Contrast is a great and effective way for a band to showcase their diversity. However, the powerful mix of emotions between ‘Idle Crown’ and ‘Porno’ is simply Queen Zee in a nutshell. Serious, dark and graphic mental images splash across your mind during ‘Idle Crown’. But, the balanced execution means the song holds its worth and vacuums in your attention with a moody Punk atmosphere. Alternatively, ‘Porno’ is a loud, brash and shameless humour hinged track, that prevents the album from becoming too morally heavy.

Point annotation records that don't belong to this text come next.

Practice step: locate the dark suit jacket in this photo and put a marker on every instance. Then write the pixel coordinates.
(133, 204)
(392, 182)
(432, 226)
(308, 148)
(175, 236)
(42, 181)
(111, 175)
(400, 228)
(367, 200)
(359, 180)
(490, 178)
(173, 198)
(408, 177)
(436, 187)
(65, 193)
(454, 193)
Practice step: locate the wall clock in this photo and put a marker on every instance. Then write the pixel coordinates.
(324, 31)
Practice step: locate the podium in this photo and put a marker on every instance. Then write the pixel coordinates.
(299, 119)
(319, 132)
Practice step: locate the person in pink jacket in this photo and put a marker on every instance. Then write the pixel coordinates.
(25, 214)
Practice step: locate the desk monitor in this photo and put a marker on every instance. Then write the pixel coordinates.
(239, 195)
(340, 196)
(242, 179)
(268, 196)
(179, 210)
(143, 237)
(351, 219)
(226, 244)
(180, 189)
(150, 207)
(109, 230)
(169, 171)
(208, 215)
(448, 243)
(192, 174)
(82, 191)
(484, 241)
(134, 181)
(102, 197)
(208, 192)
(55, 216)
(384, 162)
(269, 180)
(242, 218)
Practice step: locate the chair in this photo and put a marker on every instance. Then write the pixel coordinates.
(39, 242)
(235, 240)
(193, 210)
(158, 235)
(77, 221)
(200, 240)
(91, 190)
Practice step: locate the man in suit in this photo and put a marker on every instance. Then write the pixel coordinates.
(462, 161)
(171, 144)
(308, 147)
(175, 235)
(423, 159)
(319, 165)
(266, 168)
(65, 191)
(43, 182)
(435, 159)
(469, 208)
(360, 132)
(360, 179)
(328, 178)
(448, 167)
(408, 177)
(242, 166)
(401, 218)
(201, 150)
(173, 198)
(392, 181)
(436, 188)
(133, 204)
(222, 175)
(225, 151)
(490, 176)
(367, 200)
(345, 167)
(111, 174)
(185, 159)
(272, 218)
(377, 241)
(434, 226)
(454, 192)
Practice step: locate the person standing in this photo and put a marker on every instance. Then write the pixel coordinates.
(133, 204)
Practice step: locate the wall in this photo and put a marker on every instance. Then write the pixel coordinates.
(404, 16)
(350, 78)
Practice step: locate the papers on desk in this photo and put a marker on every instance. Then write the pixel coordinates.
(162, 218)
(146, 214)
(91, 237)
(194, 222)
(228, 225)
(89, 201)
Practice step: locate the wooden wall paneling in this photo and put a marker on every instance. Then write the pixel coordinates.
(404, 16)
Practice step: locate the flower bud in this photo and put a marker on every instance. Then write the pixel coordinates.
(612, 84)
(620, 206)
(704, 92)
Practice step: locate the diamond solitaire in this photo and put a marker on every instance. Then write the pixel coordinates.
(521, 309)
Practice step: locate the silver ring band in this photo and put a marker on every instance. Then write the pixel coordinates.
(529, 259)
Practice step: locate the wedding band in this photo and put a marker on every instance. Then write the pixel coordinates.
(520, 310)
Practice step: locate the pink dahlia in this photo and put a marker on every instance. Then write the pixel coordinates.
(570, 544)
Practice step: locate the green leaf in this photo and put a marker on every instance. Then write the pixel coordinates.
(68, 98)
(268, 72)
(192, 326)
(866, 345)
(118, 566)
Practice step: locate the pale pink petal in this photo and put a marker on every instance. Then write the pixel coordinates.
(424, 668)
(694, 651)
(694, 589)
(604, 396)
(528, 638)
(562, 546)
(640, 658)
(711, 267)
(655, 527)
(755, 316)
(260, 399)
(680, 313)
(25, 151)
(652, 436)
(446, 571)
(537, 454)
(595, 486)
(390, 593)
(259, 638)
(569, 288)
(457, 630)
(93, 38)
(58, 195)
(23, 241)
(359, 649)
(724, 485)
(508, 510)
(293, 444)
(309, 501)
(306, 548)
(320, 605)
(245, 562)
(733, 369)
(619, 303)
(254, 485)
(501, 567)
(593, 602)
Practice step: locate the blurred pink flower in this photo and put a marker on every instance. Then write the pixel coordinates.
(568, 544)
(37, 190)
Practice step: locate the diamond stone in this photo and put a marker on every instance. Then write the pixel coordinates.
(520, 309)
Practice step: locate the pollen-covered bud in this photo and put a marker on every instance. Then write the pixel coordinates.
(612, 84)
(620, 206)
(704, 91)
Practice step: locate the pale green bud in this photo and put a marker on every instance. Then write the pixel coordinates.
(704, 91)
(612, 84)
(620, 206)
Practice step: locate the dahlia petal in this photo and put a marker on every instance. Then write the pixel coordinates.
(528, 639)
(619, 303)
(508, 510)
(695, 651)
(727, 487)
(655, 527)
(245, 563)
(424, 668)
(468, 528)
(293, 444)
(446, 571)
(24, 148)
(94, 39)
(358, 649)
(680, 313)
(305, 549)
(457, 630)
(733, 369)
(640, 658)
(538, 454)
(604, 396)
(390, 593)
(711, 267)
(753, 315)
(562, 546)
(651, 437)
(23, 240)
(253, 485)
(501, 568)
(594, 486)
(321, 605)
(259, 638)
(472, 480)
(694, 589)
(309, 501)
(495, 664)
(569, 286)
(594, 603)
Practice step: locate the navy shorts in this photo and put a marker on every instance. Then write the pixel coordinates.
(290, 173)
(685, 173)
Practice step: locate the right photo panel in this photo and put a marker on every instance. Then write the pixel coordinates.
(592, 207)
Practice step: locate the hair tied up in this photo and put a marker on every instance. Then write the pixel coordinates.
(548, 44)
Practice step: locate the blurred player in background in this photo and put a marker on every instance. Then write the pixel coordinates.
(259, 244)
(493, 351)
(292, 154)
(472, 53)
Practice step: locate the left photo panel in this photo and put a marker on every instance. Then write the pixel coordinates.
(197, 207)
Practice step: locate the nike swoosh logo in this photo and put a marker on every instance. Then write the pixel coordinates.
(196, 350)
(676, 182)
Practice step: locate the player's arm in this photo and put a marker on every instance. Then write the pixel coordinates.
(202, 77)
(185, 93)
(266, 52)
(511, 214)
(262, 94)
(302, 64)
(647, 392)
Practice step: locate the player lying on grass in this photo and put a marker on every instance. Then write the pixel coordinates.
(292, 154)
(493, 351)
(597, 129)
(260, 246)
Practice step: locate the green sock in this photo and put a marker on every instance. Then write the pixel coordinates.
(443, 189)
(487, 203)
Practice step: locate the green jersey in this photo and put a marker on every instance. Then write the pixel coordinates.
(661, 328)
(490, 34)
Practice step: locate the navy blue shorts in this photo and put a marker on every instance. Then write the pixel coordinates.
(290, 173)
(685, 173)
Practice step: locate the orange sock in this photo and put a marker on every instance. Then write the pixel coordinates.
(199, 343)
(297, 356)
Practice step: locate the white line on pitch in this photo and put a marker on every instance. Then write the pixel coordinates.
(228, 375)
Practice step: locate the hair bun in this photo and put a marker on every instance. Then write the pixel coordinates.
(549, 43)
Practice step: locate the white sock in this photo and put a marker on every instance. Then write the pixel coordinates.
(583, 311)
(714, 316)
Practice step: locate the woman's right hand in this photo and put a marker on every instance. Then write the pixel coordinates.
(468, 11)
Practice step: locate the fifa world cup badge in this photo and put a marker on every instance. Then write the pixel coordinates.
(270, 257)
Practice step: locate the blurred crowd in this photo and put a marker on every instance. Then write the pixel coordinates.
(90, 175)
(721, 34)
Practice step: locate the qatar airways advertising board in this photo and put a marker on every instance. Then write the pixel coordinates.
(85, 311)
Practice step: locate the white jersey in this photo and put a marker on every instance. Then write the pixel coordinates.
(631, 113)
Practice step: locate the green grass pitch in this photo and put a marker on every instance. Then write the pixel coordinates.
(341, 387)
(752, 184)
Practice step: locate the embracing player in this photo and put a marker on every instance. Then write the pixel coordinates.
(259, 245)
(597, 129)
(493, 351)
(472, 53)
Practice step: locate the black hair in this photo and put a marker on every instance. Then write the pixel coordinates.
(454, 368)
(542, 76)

‘Queen Zee’ is the personification of conviction and every passing powder-keg explosion of a track is more impactful than the last. ‘Victim Age’ is an adrenaline shot of heart-pounding character, unforgiving pace and rage-venting lyrics. This prolifically dominating anthem modestly makes way as ‘Boy’ barges into the foreground. Raising important questions surrounding gender roles and expectations, ‘Boy’ is yet another great song that adds to an already stacked catalogue.

Initially, a familiar pace occupies the forefront of ‘Hunger Pains’, causing it to attract a label as a blueprint song instead of an innovative one. Thankfully, this label is shaken loose by an emphatic chorus, keeping the fluency of the record intact. An unusual, timid and partly uncomfortable performance in ‘Anxiety’ is a subtle yet hard-hitting message in of itself.

Ending the record with light-hearted, engrossing and comical undertones is ‘I Hate Your New Boyfriend’. Lines such as ‘don’t you think he looks like Kurt Cobain? I said more like Courtney Love after she went insane’ provoke a smirk on every listen and the overall focus of the song remains just as resilient. The ‘big finale’ feel of ‘I Hate Your New Boyfriend’ shows that Queen Zee are dreamers, difference makers and ready to take their careers to the next level. A debut record that could be a foundation for a great movement is something but, doing it independently with little exposure is a whole new accomplishment entirely. This is a record created through an enduring passion for music and a positive work ethic. In truth, that’s the most anyone can ask for when it comes to Punk Rock.